WARM -- Wavelet Auto-Regressive Method (Nowak et al., 2011)¶


Type	Parametric
Resolution	Annual
Sites	Univariate (multi-site via Nowak 2010 disaggregation)

Overview¶

WARM generates synthetic annual streamflow that preserves both the marginal distribution and the non-stationary spectral structure of an observed record. The observed series is decomposed by the continuous wavelet transform (CWT) into time-frequency space; significant spectral bands are identified by chi-squared significance testing of the global wavelet spectrum against a red- or white-noise background (Torrence and Compo 1998). For each significant band the time-domain reconstruction is obtained from the band-restricted inverse CWT, divided by the square root of its Scale-Averaged Wavelet Power (SAWP) to remove the time-varying envelope, and modelled with an autoregressive process. A residual "noise" component captures everything outside the significant bands and is also fit with an AR model. Synthesis simulates the AR processes, multiplies each band's stationary signal by the square root of a bootstrapped SAWP series to restore non-stationarity, and sums the resulting bands and noise in the time domain.
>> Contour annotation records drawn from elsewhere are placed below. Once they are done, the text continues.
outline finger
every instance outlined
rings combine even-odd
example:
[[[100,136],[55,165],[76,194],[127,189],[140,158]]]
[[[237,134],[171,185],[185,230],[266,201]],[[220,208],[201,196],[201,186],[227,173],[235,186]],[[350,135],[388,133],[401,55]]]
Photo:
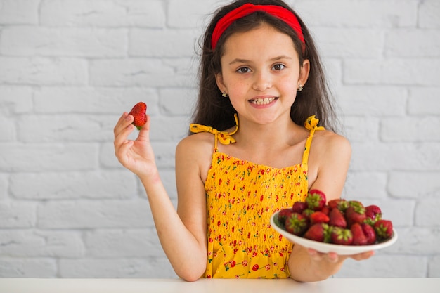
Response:
[[[147,122],[139,131],[137,141],[150,141],[150,115],[147,115]]]
[[[130,134],[133,132],[135,128],[136,127],[134,125],[129,124],[127,126],[122,129],[120,131],[119,131],[119,133],[115,135],[115,141],[113,142],[113,144],[115,145],[115,150],[117,154],[119,152],[119,149],[120,148],[120,147],[123,144],[127,143],[129,141],[127,138],[129,137]]]
[[[370,258],[371,256],[374,255],[374,254],[375,254],[374,251],[370,251],[370,252],[363,252],[361,254],[354,254],[354,255],[352,255],[351,257],[351,259],[356,260],[356,261],[362,261],[362,260]]]

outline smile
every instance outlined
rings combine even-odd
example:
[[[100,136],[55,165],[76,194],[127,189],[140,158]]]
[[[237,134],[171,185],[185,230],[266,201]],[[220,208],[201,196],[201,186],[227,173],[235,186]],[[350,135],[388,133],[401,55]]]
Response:
[[[255,104],[255,105],[267,105],[267,104],[270,104],[271,103],[272,103],[273,100],[275,100],[276,98],[275,97],[272,97],[272,98],[256,98],[254,100],[251,100],[250,102]]]

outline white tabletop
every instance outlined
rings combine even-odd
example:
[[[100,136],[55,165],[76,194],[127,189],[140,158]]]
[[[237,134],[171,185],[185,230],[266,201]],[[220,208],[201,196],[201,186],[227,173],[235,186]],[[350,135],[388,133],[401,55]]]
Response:
[[[330,278],[300,283],[290,279],[0,279],[1,293],[439,293],[440,278]]]

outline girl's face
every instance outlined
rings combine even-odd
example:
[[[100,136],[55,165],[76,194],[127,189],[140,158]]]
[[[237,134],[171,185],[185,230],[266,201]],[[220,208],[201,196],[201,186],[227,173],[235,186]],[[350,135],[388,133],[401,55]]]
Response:
[[[221,63],[220,91],[229,95],[240,120],[257,124],[290,117],[298,84],[304,85],[309,72],[308,60],[299,66],[290,37],[267,25],[231,34]]]

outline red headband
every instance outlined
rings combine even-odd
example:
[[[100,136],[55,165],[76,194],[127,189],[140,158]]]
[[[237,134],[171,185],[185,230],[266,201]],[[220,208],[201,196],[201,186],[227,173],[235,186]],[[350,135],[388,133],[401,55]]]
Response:
[[[254,5],[250,3],[247,3],[231,11],[229,11],[223,18],[221,18],[220,20],[219,20],[215,28],[214,29],[212,38],[211,39],[211,46],[212,47],[212,50],[214,50],[217,45],[217,42],[219,41],[219,39],[220,39],[221,34],[223,34],[224,31],[226,30],[232,22],[256,11],[266,12],[271,15],[275,16],[276,18],[284,21],[285,23],[289,25],[293,30],[295,31],[298,38],[301,40],[302,44],[305,44],[304,37],[302,34],[302,30],[301,29],[301,25],[299,25],[298,19],[295,15],[292,13],[292,11],[277,5]]]

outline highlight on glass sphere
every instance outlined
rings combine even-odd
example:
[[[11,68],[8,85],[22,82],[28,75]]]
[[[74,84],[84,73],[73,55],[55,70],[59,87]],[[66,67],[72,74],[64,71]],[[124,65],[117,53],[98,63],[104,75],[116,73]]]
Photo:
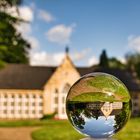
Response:
[[[107,138],[127,123],[131,98],[126,86],[116,77],[91,73],[70,88],[66,111],[69,121],[80,133],[92,138]]]

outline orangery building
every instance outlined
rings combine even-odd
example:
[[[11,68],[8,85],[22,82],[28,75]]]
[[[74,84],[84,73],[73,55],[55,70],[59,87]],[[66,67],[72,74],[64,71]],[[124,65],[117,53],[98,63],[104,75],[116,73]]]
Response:
[[[140,115],[140,83],[134,72],[76,67],[66,54],[58,67],[9,64],[0,69],[0,118],[35,119],[57,112],[56,118],[66,119],[69,88],[80,76],[98,71],[113,74],[127,86],[133,101],[133,116]]]

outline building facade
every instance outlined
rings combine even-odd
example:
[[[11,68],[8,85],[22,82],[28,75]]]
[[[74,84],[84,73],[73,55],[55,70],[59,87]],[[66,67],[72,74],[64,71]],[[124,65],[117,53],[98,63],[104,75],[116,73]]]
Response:
[[[58,67],[7,65],[0,70],[0,118],[35,119],[57,112],[66,119],[65,101],[69,88],[90,72],[115,75],[128,87],[133,100],[133,116],[140,114],[140,83],[128,71],[97,67],[75,67],[68,54]]]

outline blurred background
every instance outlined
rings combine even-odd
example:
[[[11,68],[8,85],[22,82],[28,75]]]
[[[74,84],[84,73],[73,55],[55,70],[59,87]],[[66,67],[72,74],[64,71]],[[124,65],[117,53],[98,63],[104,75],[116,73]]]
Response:
[[[0,0],[0,140],[77,140],[67,121],[71,85],[113,74],[132,97],[115,137],[140,139],[140,1]]]

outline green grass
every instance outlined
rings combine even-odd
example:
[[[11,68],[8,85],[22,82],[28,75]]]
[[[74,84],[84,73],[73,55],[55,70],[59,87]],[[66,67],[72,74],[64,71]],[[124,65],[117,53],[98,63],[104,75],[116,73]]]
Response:
[[[48,124],[33,132],[34,140],[80,140],[83,138],[68,121],[49,121]]]
[[[0,121],[0,127],[20,126],[40,126],[32,133],[34,140],[80,140],[83,137],[66,120]],[[140,118],[131,119],[115,137],[117,140],[140,140]]]
[[[82,93],[78,96],[75,96],[72,98],[72,100],[70,101],[75,101],[75,102],[96,102],[96,101],[100,101],[100,102],[128,102],[127,98],[123,98],[121,100],[117,100],[115,98],[115,96],[109,96],[106,93],[102,93],[102,92],[88,92],[88,93]]]
[[[80,140],[83,136],[67,121],[49,121],[45,127],[33,132],[32,137],[34,140]],[[140,140],[140,118],[131,119],[115,137],[117,140]]]

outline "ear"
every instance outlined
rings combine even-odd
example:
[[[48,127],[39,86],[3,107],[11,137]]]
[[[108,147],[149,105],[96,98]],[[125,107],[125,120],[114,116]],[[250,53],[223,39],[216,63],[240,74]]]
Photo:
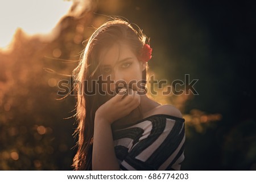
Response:
[[[147,62],[141,61],[142,71],[145,70],[146,67],[147,67]]]

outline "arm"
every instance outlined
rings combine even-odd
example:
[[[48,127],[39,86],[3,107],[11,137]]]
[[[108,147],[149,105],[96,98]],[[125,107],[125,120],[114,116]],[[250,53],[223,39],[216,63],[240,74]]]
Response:
[[[137,91],[123,98],[117,94],[96,111],[94,119],[92,154],[93,170],[119,170],[114,152],[111,124],[128,115],[140,103]]]

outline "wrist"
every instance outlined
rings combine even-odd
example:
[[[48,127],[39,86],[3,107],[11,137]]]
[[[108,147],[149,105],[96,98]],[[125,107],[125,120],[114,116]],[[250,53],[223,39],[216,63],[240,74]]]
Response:
[[[103,117],[101,115],[96,112],[95,113],[94,124],[100,124],[101,125],[110,125],[112,121],[110,119],[108,119],[106,117]]]

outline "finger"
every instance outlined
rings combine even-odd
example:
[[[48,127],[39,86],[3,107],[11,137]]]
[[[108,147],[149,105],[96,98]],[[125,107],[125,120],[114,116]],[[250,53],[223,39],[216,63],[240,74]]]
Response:
[[[135,92],[133,89],[130,89],[127,95],[123,98],[122,103],[124,104],[128,104],[133,101],[134,98]]]
[[[126,93],[127,93],[127,90],[126,90],[126,88],[123,87],[123,88],[120,90],[120,91],[118,93],[117,93],[117,94],[116,95],[115,95],[113,98],[113,100],[116,100],[116,101],[119,100],[123,97],[123,96],[125,94],[126,94]]]
[[[131,101],[126,104],[126,108],[129,109],[134,109],[141,103],[141,96],[137,91],[134,91],[134,97]]]

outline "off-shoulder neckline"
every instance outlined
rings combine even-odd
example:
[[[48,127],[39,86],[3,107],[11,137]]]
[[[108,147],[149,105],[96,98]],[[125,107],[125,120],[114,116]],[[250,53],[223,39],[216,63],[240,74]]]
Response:
[[[169,119],[171,119],[173,120],[175,120],[175,121],[180,121],[180,122],[185,122],[185,119],[183,118],[180,118],[180,117],[177,117],[176,116],[171,116],[171,115],[166,115],[166,114],[155,114],[155,115],[152,115],[149,116],[147,116],[145,118],[143,118],[141,120],[138,120],[135,122],[133,123],[131,123],[131,124],[125,124],[123,125],[122,125],[121,128],[126,128],[126,127],[129,127],[131,126],[133,126],[134,125],[136,125],[138,124],[140,122],[142,122],[143,121],[147,121],[148,120],[149,120],[151,118],[154,118],[154,117],[162,117],[162,118],[169,118]],[[114,124],[115,122],[114,122],[113,124]],[[118,126],[118,128],[119,128]]]

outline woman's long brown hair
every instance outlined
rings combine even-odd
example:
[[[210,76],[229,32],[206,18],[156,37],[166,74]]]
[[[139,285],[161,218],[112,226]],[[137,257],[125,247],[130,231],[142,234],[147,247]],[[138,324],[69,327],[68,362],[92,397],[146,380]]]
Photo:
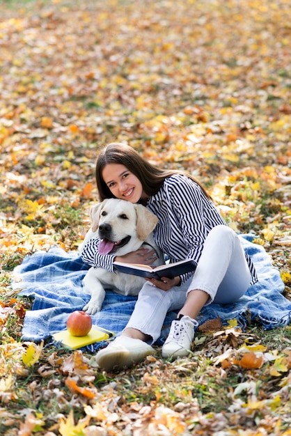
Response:
[[[140,180],[143,191],[147,196],[152,196],[158,192],[164,180],[173,174],[184,174],[203,190],[205,196],[211,199],[203,186],[191,174],[180,170],[159,169],[150,164],[139,153],[126,144],[112,142],[106,146],[99,155],[96,162],[96,182],[100,201],[105,198],[114,198],[103,180],[102,171],[107,164],[124,165]]]

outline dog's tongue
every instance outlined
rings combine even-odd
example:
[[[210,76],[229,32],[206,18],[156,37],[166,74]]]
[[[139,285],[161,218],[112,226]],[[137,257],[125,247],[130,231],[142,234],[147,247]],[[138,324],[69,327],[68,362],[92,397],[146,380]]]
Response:
[[[113,249],[114,242],[103,239],[99,242],[98,252],[100,254],[108,254]]]

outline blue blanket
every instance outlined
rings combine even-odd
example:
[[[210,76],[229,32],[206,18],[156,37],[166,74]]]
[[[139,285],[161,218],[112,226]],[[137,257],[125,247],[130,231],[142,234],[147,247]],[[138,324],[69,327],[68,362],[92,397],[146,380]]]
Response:
[[[252,243],[253,235],[239,236],[245,250],[251,256],[259,278],[246,295],[235,304],[205,306],[198,318],[200,324],[220,317],[223,322],[236,318],[239,325],[249,321],[260,322],[265,329],[285,325],[290,322],[291,302],[282,295],[284,283],[278,270],[260,245]],[[67,253],[59,247],[48,252],[38,251],[24,258],[14,271],[13,288],[21,289],[19,295],[33,299],[22,329],[23,341],[38,342],[52,338],[52,334],[65,329],[69,314],[81,310],[89,300],[83,292],[81,281],[88,267],[77,252]],[[20,281],[19,281],[20,280]],[[136,302],[135,297],[123,297],[107,291],[102,311],[93,316],[93,324],[118,334],[125,327]],[[160,345],[168,333],[171,322],[176,313],[171,312],[165,320]],[[104,346],[97,343],[86,348],[92,351]]]

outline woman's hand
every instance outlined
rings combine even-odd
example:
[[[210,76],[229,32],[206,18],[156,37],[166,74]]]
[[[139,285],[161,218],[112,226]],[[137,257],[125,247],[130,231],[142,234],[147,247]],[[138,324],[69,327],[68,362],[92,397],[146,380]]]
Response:
[[[177,276],[173,279],[161,277],[161,280],[158,280],[157,279],[146,279],[146,280],[150,281],[152,284],[162,290],[168,290],[171,288],[177,286],[181,283],[181,277],[180,276]]]
[[[124,262],[125,263],[152,265],[157,259],[157,258],[155,250],[140,248],[135,251],[131,251],[123,256],[116,256],[114,260],[116,262]]]

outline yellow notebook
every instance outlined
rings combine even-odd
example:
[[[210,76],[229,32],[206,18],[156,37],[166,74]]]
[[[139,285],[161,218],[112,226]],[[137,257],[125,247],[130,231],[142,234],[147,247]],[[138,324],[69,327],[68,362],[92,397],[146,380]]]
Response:
[[[93,327],[89,333],[84,336],[73,336],[67,329],[54,333],[52,336],[55,341],[61,342],[64,347],[74,350],[90,345],[94,342],[106,341],[113,337],[114,333],[96,326],[95,327]]]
This implementation follows Nowak et al. (2011) Sections 2.1-2.3 exactly: per-band SAWP, time-domain AR fitting on band-reconstructed series after envelope removal, and variance-preserving inverse CWT in the form of Eq. 4.

Notation¶

Symbol	Description
\(Q_t\)	Observed annual streamflow at year \(t\), \(t = 1, \ldots, N\)
\(\hat{Q}_t\)	Synthetic annual streamflow at year \(t\)
\(\bar{Q}\)	Sample mean of the observed record
\(W(a_j, t)\)	CWT coefficient at scale \(a_j\) and time \(t\)
\(a_j\)	Wavelet scale, \(j = 0, \ldots, J\)
\(\delta_j\)	Voice spacing in \(\log_2\)-scale (= \(1 / n_{\text{voices}}\))
\(\delta_t\)	Sampling period (one year for annual input)
\(C_\delta\)	Wavelet-specific reconstruction factor (T&C 1998 Table 2)
\(\psi_0(0)\)	Mother wavelet evaluated at zero (T&C 1998 Table 2)
\(\bar P^{(b)}_t\)	Band-restricted SAWP for band \(b\) at time \(t\)
\(S^{(b)}_t\)	Band-restricted time-domain reconstruction
\(\tilde S^{(b)}_t\)	Stationary signal \(S^{(b)}_t / \sqrt{\bar P^{(b)}_t}\)
\(\eta_t\)	Noise residual (everything outside significant bands)
\(\phi_k^{(b)}\)	AR coefficient at lag \(k\) for band \(b\)
\(\sigma^{(b)}\)	Innovation standard deviation for band \(b\)
\(p^{(b)}\)	AR order for band \(b\)
\(\alpha\)	Lag-1 autocorrelation of \(Q_t\) used for the red-noise background
\(\nu\)	Equivalent degrees of freedom of the global spectrum estimator
\(P_k\)	Theoretical background spectrum at Fourier wavenumber \(k\)

Formulation¶

Continuous Wavelet Transform¶

The observed annual flow series \(\{Q_t\}_{t=1}^{N}\) is mean-centered and decomposed using a mother wavelet \(\psi\) (default: Morlet) at \(J + 1\) scales constructed geometrically following Torrence and Compo (1998) Eq. 9-10:

\[ a_j = s_0 \, 2^{j \delta_j}, \qquad j = 0, 1, \ldots, J \]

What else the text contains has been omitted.